5. The system of Claim 4, wherein the prestored constant is between about 0.050 and about 0.064.
6. The system of Claim 4, wherein the control circuit is configured to calculate the extracellular fluid volume of the donor based on the weight (W), height (H), and sex of the donor such that ECFV = 0.0399 x w° 6065 x H° 6217 for females and ECFV = 0.0755 x W° 6185 x H° 4982 for males.
7. The system of Claim 1 , wherein the estimated physiological fluid amount is a total plasma volume.

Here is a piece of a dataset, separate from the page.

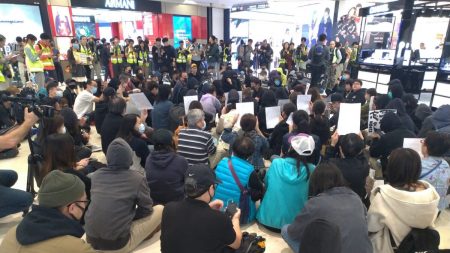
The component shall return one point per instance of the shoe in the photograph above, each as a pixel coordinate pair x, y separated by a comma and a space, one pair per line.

8. The system of Claim 7, wherein the prestored constant is between about 0.25 and about 0.34.
9. The system of Claim 1 , wherein the estimated physiological fluid amount is a total blood volume.
10. The system of Claim 9, wherein the prestored constant is between about 0.10 and about 0.75.

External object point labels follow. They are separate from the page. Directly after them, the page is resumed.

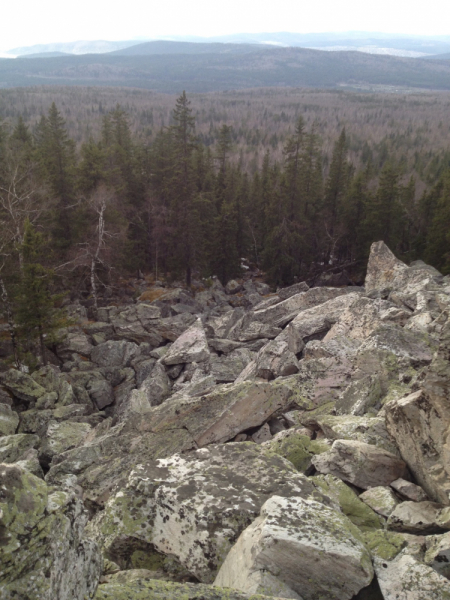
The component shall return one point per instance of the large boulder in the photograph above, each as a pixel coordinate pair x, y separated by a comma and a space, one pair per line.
195, 506
43, 552
298, 545
360, 464
405, 578
138, 588
191, 346
419, 423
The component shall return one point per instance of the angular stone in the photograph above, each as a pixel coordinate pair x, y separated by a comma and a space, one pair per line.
115, 353
407, 579
56, 561
370, 430
75, 342
420, 518
226, 369
318, 319
165, 590
292, 290
310, 549
233, 287
380, 499
361, 464
220, 415
60, 437
276, 360
191, 346
437, 554
409, 490
14, 447
348, 501
21, 385
383, 268
194, 506
296, 447
283, 312
9, 420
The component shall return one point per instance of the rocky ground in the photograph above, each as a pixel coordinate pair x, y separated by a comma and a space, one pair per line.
235, 444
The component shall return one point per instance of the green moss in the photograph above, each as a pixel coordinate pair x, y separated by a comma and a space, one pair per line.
142, 589
384, 544
359, 513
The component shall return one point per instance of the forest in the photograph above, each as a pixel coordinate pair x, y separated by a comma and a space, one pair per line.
186, 201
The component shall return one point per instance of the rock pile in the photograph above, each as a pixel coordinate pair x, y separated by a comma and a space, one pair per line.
288, 445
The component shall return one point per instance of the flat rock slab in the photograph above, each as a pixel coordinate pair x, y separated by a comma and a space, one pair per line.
407, 579
304, 547
142, 589
220, 415
361, 464
191, 346
194, 506
420, 518
56, 561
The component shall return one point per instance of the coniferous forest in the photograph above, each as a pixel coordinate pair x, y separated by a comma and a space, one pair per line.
78, 215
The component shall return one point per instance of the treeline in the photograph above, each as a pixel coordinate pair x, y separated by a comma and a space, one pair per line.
178, 208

11. The system of Claim 1 , wherein the prestored constant is different for a male donor than for a female donor, donor gender data being received from the input device and used to select from a male prestored constant and a female prestored constant.

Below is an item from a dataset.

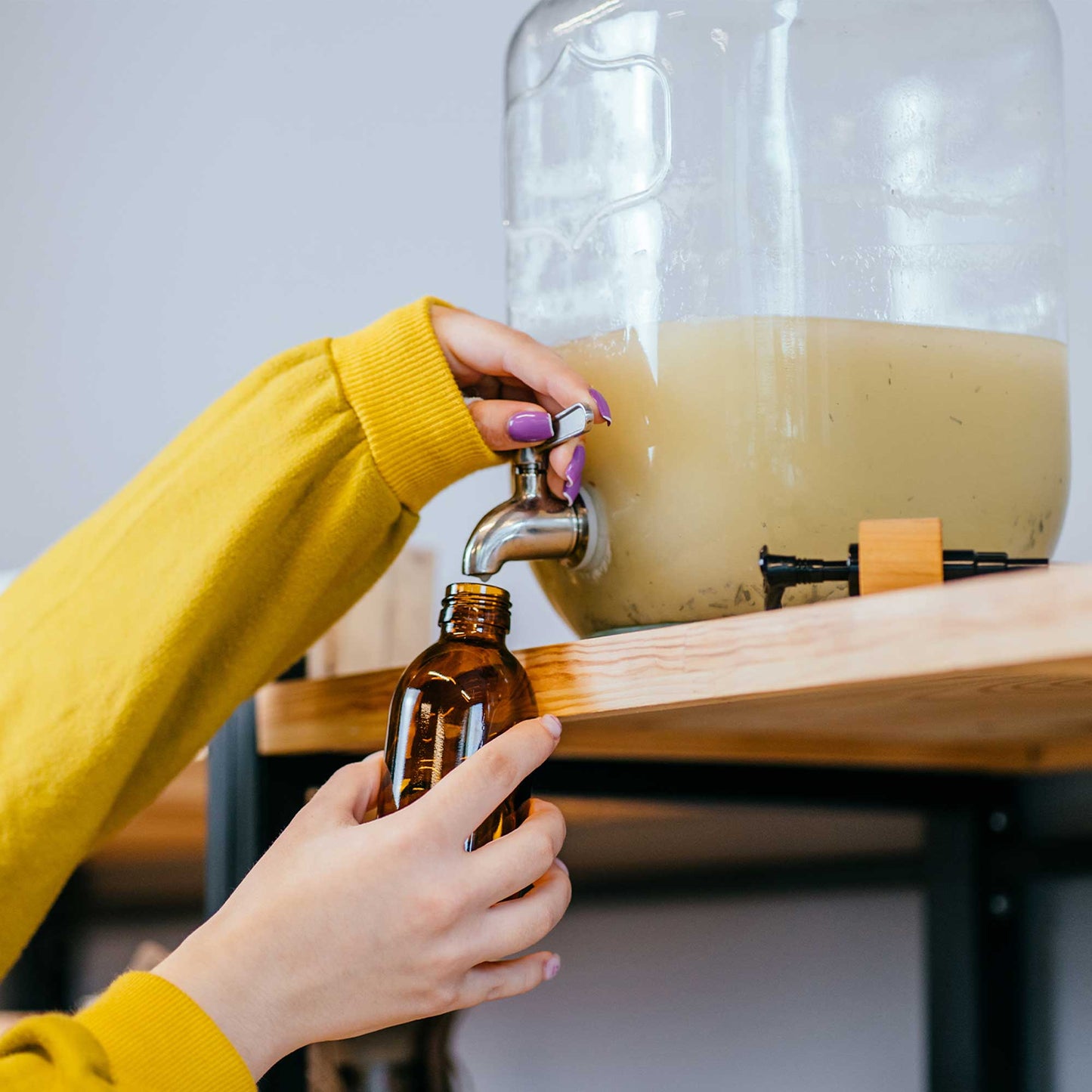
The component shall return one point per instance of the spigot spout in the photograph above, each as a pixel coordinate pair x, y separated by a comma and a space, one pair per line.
531, 525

12. The system of Claim 1 , wherein a weight and a height of the donor are received over a network from a donor management system, wherein the donor management system is used for qualification screening.
13. The system of Claim 1 , wherein the target amount for plasma product is calculated prior to initiating blood collection from the donor.
14. The system of Claim 1 , wherein the control circuit is configured to measure the amount of plasma product comprising raw plasma and anticoagulant in the collection container using a weigh scale.
68
15. A method for collecting plasma comprising:
(a) receiving one or more donor parameters selected from donor weight, donor height, donor body mass index and donor sex;
(b) estimating a donor physiological fluid amount based, at least in part, on the one or more donor parameters, wherein the estimated donor physiological fluid amount is selected from total blood volume, total plasma volume and extracellular fluid volume;
(c) calculating a target amount of plasma product to collect, the target amount of plasma product comprising raw plasma and anticoagulant, the target amount of plasma product calculated by multiplying the estimated donor physiological fluid amount by a prestored constant;
(d) withdrawing whole blood from the donor through a venous-access device to a blood component separation device;
(e) introducing anticoagulant into the withdrawn whole blood;
(f) separating the withdrawn whole blood into a plasma product comprising raw plasma and anticoagulant and at least a second blood component;
(g) collecting the plasma product from the blood component separation device into a plasma collection container;
(h) determining whether the collected plasma product comprising raw plasma and anticoagulant has reached the target amount of plasma product to collect; and
(i) continuing steps (d) through (h) until the collected plasma product reaches the target amount of plasma product to collect.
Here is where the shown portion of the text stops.